Council member Aaron Heaton pointed out there has not been a large outcry from the public to make this a law.
“This is a government intrusion on rights,” agreed Heaton. “If there was a large outcry to have a ban we would, but it’s only small groups. Piece by piece the government infringes on rights. Once it starts taking things away, one at a time, soon really good intentions go bad.”
Community Development Director Lorette Carter took the floor to remind the Council that this ban isn’t about taking rights, but more for safety reasons.
“This is for the safety of others, not the driver,” said Carter. “And not to hinder businesses. I totally disagree. People texting and driving shouldn’t get to jeopardize everyone around them. This has been a thought out process, not just three people trying to get it. The Community Assessment showed that distracted driving is a big concern.”
Council president Lyle Kimmet agreed that he would like to get the word out to the public before the next meeting and encourage people to come and share their opinions.
Mayor McDermott concurred and advised it would remain tabled and put on the next meeting’s agenda.
Debbie Clark was then thanked by the mayor and the Council for the four years she had served and was given a parting package of Shelby items before new Council member, Sanna Clark, and returning Council members, Bill Moritz, Lyle Kimmet and Joe Flesch were sworn in by Mayor McDermott.
Mayor McDermott then reminded the Council that Councilman Aaron Heaton had been appointed to fill the Ward 1 seat two years ago and that time has expired. McDermott asked Heaton if he would like to be reappointed.
“We can appoint you to another two years or we can declare a vacancy and see if anyone is interested,” said Mayor McDermott.
Heaton agreed to another two-year appointment and was then sworn in.
Moving on, the Council approved Resolution 2010 in regards to approving elected and appointed officials into the employee benefits program.
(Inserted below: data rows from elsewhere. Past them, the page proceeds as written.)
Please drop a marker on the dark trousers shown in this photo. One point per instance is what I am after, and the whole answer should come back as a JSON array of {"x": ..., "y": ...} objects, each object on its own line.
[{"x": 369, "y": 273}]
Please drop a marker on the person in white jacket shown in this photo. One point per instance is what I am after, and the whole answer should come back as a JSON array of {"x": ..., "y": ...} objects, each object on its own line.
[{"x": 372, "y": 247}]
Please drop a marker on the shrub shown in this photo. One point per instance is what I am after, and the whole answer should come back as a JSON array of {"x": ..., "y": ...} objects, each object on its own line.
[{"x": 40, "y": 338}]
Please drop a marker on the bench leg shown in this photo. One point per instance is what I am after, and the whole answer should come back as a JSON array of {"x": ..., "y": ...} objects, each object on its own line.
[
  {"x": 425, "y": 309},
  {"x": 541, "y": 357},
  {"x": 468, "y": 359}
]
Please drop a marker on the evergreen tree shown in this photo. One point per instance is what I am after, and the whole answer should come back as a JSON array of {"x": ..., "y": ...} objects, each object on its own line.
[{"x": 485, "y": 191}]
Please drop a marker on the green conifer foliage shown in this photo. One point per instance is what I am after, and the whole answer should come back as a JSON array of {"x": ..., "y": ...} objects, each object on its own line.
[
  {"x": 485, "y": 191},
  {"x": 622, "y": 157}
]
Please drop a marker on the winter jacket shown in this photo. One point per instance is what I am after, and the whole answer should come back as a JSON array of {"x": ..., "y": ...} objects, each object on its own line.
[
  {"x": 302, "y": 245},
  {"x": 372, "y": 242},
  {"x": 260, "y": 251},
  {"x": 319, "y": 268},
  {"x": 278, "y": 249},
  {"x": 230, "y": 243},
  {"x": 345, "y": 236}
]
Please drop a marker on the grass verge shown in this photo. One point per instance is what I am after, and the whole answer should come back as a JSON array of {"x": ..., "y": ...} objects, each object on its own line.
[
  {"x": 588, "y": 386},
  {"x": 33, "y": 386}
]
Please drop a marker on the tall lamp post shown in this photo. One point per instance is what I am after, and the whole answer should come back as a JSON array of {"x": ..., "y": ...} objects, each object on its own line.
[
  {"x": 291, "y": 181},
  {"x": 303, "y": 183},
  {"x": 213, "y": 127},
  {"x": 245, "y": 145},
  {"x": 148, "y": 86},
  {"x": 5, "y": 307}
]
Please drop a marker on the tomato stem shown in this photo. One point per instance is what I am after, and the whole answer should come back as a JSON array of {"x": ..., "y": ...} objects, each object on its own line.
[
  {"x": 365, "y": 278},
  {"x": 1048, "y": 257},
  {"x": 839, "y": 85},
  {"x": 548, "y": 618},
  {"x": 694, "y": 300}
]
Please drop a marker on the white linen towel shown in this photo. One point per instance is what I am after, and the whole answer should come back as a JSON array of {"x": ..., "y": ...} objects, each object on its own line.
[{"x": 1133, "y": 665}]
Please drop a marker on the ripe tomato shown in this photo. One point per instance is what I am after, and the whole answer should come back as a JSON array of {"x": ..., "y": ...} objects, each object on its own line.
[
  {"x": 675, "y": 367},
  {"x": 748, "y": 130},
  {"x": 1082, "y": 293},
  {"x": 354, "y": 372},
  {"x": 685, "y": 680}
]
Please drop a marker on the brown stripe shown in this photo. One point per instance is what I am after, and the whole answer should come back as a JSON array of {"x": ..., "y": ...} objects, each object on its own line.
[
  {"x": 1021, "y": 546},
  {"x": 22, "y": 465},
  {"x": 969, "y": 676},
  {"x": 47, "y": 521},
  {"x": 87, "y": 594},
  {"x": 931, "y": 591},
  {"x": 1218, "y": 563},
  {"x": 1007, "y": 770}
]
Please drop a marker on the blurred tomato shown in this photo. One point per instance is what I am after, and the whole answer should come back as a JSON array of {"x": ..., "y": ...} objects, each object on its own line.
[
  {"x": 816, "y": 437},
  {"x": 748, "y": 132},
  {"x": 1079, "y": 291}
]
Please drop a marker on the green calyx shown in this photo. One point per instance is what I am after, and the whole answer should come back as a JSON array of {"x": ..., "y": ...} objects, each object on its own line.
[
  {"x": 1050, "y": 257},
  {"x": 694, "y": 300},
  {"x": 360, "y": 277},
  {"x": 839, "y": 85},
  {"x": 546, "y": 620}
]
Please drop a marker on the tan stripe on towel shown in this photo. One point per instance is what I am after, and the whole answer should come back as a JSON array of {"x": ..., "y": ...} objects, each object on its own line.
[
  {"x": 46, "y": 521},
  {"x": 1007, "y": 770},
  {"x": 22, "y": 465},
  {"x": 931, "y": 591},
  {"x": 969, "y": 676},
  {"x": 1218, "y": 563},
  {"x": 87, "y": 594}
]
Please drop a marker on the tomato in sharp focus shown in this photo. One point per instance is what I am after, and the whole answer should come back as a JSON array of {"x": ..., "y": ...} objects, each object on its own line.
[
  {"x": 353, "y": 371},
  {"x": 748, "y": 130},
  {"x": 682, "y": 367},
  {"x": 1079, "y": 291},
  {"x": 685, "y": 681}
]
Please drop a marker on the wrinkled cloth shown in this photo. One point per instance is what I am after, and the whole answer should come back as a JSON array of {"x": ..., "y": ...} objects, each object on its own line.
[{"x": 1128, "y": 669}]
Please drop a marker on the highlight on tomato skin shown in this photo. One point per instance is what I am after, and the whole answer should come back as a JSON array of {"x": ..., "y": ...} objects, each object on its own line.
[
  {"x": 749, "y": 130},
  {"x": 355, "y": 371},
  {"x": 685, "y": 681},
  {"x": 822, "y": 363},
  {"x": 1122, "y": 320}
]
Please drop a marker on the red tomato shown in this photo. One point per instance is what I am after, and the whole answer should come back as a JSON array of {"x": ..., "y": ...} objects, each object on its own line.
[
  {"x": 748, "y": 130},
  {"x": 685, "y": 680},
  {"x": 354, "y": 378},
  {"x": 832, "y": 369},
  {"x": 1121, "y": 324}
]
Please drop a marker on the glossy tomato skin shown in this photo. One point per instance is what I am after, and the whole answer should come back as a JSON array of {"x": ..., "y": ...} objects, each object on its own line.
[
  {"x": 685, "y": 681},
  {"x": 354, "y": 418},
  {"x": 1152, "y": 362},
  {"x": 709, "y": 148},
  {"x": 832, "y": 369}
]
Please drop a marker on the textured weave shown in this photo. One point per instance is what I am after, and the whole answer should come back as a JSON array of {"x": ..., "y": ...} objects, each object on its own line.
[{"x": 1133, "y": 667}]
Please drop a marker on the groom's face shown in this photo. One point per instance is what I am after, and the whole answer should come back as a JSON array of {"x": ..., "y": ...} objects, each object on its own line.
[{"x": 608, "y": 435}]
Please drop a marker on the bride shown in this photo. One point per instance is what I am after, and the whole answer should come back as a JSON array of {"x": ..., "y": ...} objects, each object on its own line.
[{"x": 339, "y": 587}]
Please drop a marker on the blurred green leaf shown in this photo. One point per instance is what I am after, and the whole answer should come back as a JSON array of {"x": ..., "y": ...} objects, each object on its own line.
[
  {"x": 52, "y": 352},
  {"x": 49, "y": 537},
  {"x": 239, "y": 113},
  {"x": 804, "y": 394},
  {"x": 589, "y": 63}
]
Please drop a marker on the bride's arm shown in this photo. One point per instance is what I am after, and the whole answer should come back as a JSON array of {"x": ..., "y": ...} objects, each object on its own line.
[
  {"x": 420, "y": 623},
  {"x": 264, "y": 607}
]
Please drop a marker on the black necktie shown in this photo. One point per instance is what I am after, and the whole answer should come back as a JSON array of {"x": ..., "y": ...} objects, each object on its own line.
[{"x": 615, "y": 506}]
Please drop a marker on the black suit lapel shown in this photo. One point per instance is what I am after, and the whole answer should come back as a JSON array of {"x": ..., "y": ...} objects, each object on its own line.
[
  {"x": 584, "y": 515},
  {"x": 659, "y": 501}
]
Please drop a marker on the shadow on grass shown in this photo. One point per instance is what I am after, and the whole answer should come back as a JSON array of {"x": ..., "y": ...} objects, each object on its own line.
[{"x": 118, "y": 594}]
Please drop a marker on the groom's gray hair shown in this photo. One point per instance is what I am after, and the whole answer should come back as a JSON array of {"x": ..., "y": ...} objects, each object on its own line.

“This is more an issue with MIA,” advised Goroski. “We have already been doing this since 2012, we just need to formally adopt. “
The Council heard from City Superintendent Luis Correa on replacing the yield sign on the corner of Sheridan and Park with a stop sign.
“There are two yield signs at that intersection now,” said Correa. “It’s not a huge deal, but there have been a couple of phone calls. It’s kind of a fight of who yields to who. The right-of-way is the road to the hospital. We would like to put a stop sign on the Civic Center side, on Park.”
The Council approved replacing the yield sign with a stop sign, as well as the rest of the reports given.
Before adjourning the Council also approved the 2020 Shelby Volunteer Fire Department officers and the committee listings for Council members.
The next meeting will take place at City Hall on Tuesday, Jan. 21, due to the Martin Luther King Jr. Day holiday. The meeting will start at 6:30 p.m. and members of the public are encouraged to attend and share their opinions on the highly-debated cell phone ban.